When writing a distributed application, conventional wisdom says to split your application into separate services that can be rolled out independently. This approach is well-intentioned, but a microservices-based architecture like this often backfires, introducing challenges that counteract the benefits the architecture tries to achieve. Fundamentally, this is because microservices conflate logical boundaries (how code is written) with physical boundaries (how code is deployed).

In this paper, we propose a different programming methodology that decouples the two in order to solve these challenges. With our approach, developers write their applications as logical monoliths, offload the decisions of how to distribute and run applications to an automated runtime, and deploy applications atomically.
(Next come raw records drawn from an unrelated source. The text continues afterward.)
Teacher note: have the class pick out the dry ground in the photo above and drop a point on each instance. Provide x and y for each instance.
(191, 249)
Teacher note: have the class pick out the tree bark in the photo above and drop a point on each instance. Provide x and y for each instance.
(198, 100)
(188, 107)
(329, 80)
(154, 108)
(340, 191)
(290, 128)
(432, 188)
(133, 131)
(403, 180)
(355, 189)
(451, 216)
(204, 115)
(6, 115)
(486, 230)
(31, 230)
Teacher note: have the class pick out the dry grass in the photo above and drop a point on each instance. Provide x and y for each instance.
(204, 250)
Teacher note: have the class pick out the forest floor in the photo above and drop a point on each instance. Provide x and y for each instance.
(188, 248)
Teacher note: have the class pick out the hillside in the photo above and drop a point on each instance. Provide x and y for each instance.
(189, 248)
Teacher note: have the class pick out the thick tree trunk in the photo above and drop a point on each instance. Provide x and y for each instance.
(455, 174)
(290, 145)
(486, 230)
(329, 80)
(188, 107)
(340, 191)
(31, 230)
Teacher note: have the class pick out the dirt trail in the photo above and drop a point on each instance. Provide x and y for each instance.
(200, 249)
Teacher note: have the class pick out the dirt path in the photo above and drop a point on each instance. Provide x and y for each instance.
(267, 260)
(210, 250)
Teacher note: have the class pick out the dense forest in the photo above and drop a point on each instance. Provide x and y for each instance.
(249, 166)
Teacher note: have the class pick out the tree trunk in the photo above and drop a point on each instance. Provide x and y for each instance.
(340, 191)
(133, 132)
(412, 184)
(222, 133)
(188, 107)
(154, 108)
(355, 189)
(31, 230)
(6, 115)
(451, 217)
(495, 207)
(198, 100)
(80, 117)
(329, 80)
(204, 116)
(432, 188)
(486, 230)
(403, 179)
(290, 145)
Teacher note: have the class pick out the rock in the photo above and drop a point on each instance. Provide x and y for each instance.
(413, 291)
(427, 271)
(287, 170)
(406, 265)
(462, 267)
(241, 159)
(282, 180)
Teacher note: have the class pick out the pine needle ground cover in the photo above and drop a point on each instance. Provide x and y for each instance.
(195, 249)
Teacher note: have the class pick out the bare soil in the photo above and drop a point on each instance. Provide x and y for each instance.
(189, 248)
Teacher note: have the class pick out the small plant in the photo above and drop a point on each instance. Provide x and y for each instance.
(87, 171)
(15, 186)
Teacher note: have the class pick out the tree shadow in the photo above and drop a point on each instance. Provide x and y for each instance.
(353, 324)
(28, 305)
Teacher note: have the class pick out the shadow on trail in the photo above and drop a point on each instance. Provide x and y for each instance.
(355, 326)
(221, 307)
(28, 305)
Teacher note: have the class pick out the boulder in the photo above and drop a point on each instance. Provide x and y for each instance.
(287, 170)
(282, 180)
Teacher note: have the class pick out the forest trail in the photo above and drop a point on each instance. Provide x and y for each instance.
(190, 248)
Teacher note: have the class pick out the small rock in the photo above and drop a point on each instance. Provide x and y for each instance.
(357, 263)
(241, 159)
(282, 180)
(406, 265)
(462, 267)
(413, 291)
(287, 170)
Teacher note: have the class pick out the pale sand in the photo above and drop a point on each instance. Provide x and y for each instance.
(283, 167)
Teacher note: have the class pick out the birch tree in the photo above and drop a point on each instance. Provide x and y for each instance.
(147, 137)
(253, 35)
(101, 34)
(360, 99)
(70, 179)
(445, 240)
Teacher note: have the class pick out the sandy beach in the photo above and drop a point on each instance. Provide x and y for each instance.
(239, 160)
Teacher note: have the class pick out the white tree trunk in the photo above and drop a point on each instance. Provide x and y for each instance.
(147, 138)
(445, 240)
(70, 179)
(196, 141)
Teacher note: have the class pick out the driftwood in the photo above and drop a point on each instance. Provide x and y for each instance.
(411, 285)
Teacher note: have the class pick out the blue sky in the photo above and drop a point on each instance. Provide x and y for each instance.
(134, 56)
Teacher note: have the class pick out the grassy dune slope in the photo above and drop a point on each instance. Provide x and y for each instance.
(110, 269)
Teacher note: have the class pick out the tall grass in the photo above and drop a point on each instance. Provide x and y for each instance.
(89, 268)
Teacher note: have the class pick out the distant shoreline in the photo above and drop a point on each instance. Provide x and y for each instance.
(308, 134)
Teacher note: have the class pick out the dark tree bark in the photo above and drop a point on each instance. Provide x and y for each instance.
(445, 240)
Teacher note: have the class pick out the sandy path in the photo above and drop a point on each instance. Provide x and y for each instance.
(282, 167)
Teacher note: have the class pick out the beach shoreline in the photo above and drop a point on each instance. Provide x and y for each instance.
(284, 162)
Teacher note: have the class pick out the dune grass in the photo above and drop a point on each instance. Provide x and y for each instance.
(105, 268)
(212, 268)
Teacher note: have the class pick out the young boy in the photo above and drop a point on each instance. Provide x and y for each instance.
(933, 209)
Our prototype implementation reduces application latency by up to 15× and reduces cost by up to 9× compared to the status quo.
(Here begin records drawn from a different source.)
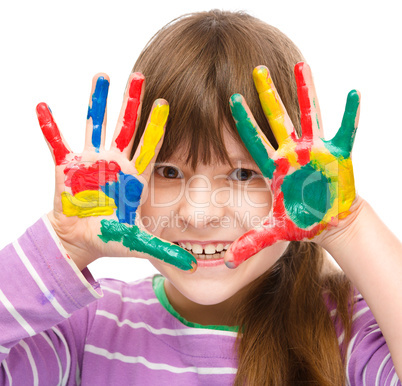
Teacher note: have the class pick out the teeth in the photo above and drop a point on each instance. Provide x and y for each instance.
(209, 251)
(197, 248)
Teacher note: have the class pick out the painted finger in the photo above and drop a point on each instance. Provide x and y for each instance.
(271, 103)
(150, 142)
(138, 240)
(129, 115)
(51, 132)
(310, 114)
(252, 136)
(344, 138)
(251, 243)
(96, 118)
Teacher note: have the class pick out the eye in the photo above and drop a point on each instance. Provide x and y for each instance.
(241, 174)
(169, 171)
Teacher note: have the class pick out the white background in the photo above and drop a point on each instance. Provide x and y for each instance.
(51, 49)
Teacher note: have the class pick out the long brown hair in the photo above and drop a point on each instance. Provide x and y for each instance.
(196, 63)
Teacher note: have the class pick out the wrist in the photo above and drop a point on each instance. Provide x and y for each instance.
(71, 251)
(344, 232)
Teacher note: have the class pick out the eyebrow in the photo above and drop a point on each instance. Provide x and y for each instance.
(241, 157)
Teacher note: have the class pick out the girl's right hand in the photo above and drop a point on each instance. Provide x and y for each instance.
(98, 192)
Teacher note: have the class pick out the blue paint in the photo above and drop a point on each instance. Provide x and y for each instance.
(126, 193)
(97, 111)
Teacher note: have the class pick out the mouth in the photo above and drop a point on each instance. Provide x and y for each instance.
(205, 250)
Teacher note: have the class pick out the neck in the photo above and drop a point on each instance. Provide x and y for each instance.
(221, 314)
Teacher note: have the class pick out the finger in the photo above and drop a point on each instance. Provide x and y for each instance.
(252, 136)
(57, 145)
(251, 243)
(129, 115)
(138, 240)
(150, 142)
(310, 114)
(345, 136)
(271, 103)
(96, 118)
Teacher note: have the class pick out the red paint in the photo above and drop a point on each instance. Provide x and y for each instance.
(131, 112)
(51, 133)
(304, 101)
(81, 177)
(303, 150)
(278, 227)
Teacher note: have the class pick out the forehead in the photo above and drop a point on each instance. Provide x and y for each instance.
(235, 149)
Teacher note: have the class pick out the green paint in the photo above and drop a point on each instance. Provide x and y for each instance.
(345, 136)
(135, 239)
(308, 205)
(249, 135)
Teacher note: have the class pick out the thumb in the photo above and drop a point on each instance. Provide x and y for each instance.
(252, 242)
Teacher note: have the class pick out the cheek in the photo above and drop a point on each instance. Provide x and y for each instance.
(253, 207)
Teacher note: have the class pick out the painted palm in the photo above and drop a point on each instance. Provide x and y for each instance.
(98, 191)
(311, 179)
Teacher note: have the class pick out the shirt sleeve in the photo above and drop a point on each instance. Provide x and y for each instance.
(368, 360)
(44, 312)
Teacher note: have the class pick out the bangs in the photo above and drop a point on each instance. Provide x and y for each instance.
(196, 63)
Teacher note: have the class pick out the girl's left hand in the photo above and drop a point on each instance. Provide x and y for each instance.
(311, 179)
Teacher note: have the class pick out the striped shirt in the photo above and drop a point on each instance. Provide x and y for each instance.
(59, 326)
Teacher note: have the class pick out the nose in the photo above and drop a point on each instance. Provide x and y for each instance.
(201, 205)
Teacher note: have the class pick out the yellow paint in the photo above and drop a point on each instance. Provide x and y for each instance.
(340, 173)
(153, 134)
(288, 150)
(271, 104)
(87, 203)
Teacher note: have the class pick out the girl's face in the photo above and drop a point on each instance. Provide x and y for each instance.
(204, 211)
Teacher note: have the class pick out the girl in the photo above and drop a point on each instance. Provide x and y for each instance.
(231, 184)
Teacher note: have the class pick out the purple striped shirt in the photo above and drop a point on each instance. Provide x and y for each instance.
(59, 326)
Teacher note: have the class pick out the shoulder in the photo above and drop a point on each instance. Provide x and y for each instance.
(367, 357)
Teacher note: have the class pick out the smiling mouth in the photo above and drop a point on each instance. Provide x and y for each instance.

[Microservices hurt] correctness. It is extremely challenging to reason about the interactions between every deployed version of every microservice. In a case study of over 100 catastrophic failures of eight widely used systems, two-thirds of failures were caused by the interactions between multiple versions of a system

...Running end-to-end tests with a local instance of the application becomes an engineering feat.

When making changes that affect multiple microservices, developers cannot implement and deploy the changes atomically. They have to carefully plan how to introduce the change across 𝑛 microservices with their own release schedules.

In this paper, we propose a different way of writing and deploying distributed applications, one that solves C1-C5. Our programming methodology consists of three core tenets:

1. Write monolithic applications that are modularized into logically distinct components.
2. Leverage a runtime to dynamically and automatically assign logical components to physical processes based on execution characteristics.
3. Deploy applications atomically, preventing different versions of an application from interacting.

The application I think I designed best followed points 1 and 3, but 2 is very interesting to me and I'd not previously considered it.

In the app I'm talking about, we horizontally scaled application servers in whole; having a way to scale the physical processes independently is a very cool idea.

The key abstraction of our proposal is the component... Component method invocations turn into remote procedure calls where necessary, but remain local procedure calls if the caller and callee component are in the same process.

I really like this idea! When you're programming, you don't necessarily have to care about whether the component is a logical or physical process, just about its boundary;

While our programming model allows developers to focus on their business logic and defer a lot of the complexity of deploying their applications to a runtime, our proposal does not solve fundamental challenges of distributed systems. Application developers still need to be aware that components may fail or experience high latency.

This seems to me to wrap up a lot of the challenge of this model: it asks developers to treat calls between the boundaries of components as if they were normal local function calls, but in practice they may be distributed system calls.